7. Ricerche recenti e prospettive future (rapporti in fase di ricerca)
Ye et al. (NEJM 2025) hanno riportato il caso di una donna di 34 anni con un difetto di segnalazione del recettore dei linfociti T dovuto a una mutazione germinale di ZAP70, che ha sviluppato un carcinoma squamocellulare cutaneo invasivo resistente al trattamento con integrazione genomica di β-HPV193). In questo caso, le tipiche mutazioni driver del carcinoma squamocellulare (TP53, NOTCH1/2, CDKN2A) non sono state rilevate e la firma mutazionale UV era bassa (26% rispetto a una media del 77% per i carcinomi squamocellulari cutanei usuali). Il ripristino della segnalazione del recettore dei linfociti T tramite trapianto allogenico di cellule staminali ematopoietiche ha ripristinato la risposta dei linfociti T specifici per l’HPV e tutte le malattie correlate all’HPV, incluso il carcinoma squamocellulare, sono regredite stabilmente durante un follow-up di 35 mesi.
Questo rapporto suggerisce che la risposta immunitaria adattativa dei linfociti T è coinvolta nel controllo dello sviluppo e della progressione del carcinoma squamocellulare3).
Sviluppo dell’applicazione degli inibitori dei checkpoint
Il cemiplimab (anticorpo anti-PD-1) è approvato dalla FDA per il carcinoma squamocellulare cutaneo non resecabile o metastatico e si prevede un’estensione dell’indicazione per i casi con estensione orbitaria o linfonodale.
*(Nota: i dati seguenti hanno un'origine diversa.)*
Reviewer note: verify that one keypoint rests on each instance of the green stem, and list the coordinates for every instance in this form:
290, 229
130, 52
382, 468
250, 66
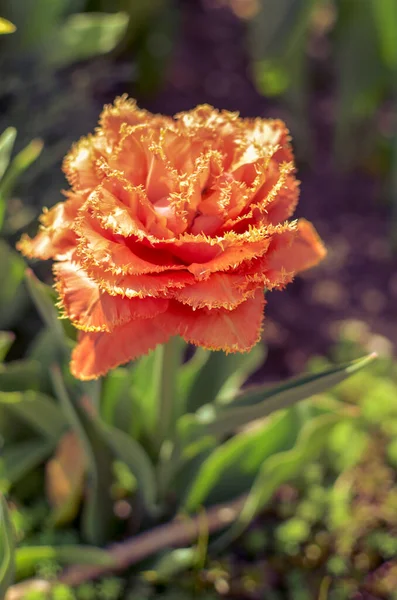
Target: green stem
170, 362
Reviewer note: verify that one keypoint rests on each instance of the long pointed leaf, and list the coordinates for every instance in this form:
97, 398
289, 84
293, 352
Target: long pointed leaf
231, 468
37, 410
6, 340
260, 402
19, 459
98, 509
7, 549
280, 468
215, 374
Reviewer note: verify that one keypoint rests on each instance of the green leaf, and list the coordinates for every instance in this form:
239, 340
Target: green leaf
249, 364
146, 389
7, 141
117, 406
20, 375
7, 549
6, 340
36, 21
221, 371
257, 403
98, 517
280, 468
19, 459
39, 412
85, 35
27, 558
231, 468
174, 562
12, 294
130, 452
45, 299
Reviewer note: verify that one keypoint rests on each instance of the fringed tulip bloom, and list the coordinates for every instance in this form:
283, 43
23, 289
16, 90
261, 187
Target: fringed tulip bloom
173, 226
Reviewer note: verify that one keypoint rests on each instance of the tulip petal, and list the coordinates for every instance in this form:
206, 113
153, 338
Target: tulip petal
97, 353
56, 238
304, 251
91, 309
98, 247
220, 329
220, 290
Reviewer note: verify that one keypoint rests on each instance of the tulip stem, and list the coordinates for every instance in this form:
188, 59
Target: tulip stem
170, 362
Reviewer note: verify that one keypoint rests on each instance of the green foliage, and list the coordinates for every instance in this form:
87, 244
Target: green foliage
7, 548
220, 442
12, 266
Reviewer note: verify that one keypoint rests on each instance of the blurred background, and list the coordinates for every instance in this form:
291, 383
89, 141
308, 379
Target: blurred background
327, 67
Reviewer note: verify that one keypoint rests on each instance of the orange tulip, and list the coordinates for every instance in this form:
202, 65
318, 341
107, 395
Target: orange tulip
173, 226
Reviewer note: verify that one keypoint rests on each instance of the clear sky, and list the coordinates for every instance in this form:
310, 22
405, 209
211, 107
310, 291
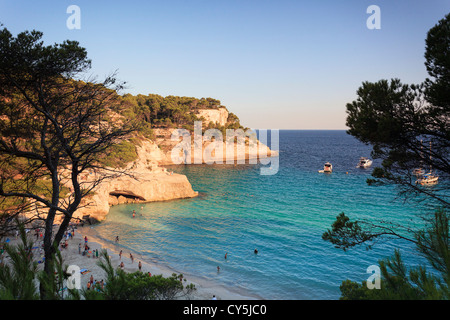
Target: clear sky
276, 64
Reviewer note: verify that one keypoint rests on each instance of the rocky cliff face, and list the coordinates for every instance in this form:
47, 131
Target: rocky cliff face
208, 150
217, 116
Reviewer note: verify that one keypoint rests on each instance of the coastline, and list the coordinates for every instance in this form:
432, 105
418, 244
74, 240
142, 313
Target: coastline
206, 288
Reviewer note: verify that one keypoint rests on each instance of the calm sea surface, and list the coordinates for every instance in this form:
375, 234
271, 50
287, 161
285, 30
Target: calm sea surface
282, 215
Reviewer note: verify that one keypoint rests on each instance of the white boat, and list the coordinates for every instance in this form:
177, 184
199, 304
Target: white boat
364, 162
428, 179
418, 172
327, 168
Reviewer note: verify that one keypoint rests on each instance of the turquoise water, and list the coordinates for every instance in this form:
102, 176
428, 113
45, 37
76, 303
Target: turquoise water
282, 215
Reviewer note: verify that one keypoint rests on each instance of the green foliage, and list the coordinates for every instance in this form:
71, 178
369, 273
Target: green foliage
437, 62
407, 125
137, 286
345, 233
399, 283
17, 277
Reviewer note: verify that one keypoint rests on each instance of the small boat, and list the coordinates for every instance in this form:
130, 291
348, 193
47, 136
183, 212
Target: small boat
428, 179
364, 162
418, 172
327, 168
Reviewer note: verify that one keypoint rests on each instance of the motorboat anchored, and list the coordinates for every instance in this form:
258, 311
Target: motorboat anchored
364, 162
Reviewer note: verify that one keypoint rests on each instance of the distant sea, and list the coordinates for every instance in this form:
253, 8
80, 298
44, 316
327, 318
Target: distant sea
283, 216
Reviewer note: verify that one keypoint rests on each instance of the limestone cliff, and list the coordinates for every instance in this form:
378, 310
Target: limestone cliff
217, 116
250, 150
143, 181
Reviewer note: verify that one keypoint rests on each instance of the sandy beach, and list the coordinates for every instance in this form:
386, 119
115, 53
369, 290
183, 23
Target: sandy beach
71, 256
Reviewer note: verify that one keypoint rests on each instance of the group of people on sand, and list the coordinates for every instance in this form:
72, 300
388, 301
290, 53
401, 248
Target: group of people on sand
121, 265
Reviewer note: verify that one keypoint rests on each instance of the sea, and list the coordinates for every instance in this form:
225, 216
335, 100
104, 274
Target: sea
282, 215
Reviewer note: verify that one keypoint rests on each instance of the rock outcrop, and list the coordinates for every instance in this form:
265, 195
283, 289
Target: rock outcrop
143, 181
217, 116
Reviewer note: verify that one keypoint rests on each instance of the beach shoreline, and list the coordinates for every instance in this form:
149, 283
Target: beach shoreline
206, 289
72, 256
Il ruolo della sorveglianza immunitaria sta diventando sempre più chiaro e l’aumento del rischio di carcinoma squamocellulare in condizioni di immunosoppressione (dopo trapianto d’organo, neoplasie ematologiche, ecc.) è anch’esso considerato correlato a una disregolazione della risposta dei linfociti T2)3).
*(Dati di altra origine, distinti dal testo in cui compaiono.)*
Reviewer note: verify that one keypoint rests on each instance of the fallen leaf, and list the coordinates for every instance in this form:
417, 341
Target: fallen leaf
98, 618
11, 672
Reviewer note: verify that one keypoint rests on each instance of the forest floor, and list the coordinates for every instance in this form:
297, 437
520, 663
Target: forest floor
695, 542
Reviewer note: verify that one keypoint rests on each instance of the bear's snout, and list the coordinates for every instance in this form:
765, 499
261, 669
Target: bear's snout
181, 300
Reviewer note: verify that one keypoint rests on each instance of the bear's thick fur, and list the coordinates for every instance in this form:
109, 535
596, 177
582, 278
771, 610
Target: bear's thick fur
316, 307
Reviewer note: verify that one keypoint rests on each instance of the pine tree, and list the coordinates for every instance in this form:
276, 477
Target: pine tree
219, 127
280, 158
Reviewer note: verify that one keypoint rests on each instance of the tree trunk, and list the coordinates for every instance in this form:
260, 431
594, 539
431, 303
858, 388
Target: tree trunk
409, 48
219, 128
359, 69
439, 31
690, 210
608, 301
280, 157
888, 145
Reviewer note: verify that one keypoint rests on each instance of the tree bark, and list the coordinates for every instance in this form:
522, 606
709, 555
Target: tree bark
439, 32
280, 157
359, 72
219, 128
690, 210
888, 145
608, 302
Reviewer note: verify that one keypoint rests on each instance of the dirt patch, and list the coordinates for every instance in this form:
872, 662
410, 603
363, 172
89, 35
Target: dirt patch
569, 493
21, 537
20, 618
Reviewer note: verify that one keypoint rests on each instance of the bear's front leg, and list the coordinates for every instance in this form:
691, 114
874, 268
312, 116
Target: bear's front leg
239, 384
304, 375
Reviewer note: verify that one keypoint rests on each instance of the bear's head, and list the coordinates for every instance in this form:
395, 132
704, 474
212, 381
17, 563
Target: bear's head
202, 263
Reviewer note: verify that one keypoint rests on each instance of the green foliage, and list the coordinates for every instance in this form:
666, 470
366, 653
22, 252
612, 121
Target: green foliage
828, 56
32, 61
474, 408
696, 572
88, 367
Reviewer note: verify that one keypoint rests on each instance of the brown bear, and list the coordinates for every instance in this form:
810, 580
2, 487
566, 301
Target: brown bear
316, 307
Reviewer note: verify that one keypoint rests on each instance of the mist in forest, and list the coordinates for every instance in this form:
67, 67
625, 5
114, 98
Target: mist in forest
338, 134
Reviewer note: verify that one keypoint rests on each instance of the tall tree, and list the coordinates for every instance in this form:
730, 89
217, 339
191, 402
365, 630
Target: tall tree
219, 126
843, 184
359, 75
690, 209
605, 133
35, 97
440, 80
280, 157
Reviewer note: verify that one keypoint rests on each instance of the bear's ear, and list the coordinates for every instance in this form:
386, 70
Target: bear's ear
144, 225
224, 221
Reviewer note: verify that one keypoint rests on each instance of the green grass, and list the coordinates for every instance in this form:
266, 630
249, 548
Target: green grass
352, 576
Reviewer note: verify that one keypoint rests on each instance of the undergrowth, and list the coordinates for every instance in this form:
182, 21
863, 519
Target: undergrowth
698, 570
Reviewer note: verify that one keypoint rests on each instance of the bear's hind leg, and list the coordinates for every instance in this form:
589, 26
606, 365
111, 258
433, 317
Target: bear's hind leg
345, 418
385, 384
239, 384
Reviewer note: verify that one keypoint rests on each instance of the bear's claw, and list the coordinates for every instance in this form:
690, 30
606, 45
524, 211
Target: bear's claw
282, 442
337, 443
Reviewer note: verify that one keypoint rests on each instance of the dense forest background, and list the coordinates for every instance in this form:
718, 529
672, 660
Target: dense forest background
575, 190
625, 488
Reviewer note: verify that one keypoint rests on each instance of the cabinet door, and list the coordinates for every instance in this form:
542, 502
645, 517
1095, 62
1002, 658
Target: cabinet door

QL'immunoterapia è efficace per il carcinoma squamocellulare palpebrale?
A
L’anticorpo anti-PD-1 cemiplimab è approvato dalla FDA per il carcinoma squamocellulare cutaneo non resecabile o metastatico. Nel carcinoma squamocellulare guidato dall’HPV, è stato riportato anche un caso di regressione tumorale dopo ricostituzione immunitaria tramite trapianto di cellule staminali ematopoietiche. Tuttavia, quest’ultimo è un dato in fase di ricerca e non costituisce un trattamento standard.
La prognosi è buona con diagnosi precoce e resezione completa. Tuttavia, rispetto al carcinoma basocellulare, mostra un comportamento biologico più aggressivo, con rischio di metastasi orbitali, linfonodali e a distanza. I casi di infiltrazione orbitaria maligna vengono gestiti in collaborazione multidisciplinare con oncologia medica e radioterapia.
I punti chiave del follow-up sono i seguenti.
Visite oculistiche regolari dopo l’intervento e palpazione dei linfonodi regionali
Osservazione regolare della pelle di tutto il viso, comprese le aree esposte al sole
Uso di creme solari e consigli sullo stile di vita per ridurre l’esposizione al sole
Follow-up più frequente nei pazienti immunocompromessi
La stima di Kaplan-Meier a 5 anni mostra il 22% di metastasi linfonodali regionali, l’11% di metastasi a distanza e l’11% di decessi correlati a metastasi 1), richiedendo una sorveglianza a lungo termine.
Ye P, Bergerson JRE, Brownell I, et al. Resolution of Squamous-Cell Carcinoma by Restoring T-Cell Receptor Signaling. N Engl J Med. 2025;393(5):469-478.
Tsatsos M, Delimitrou C, Tsinopoulos I, et al. Update in the Diagnosis and Management of Ocular Surface Squamous Neoplasia (OSSN).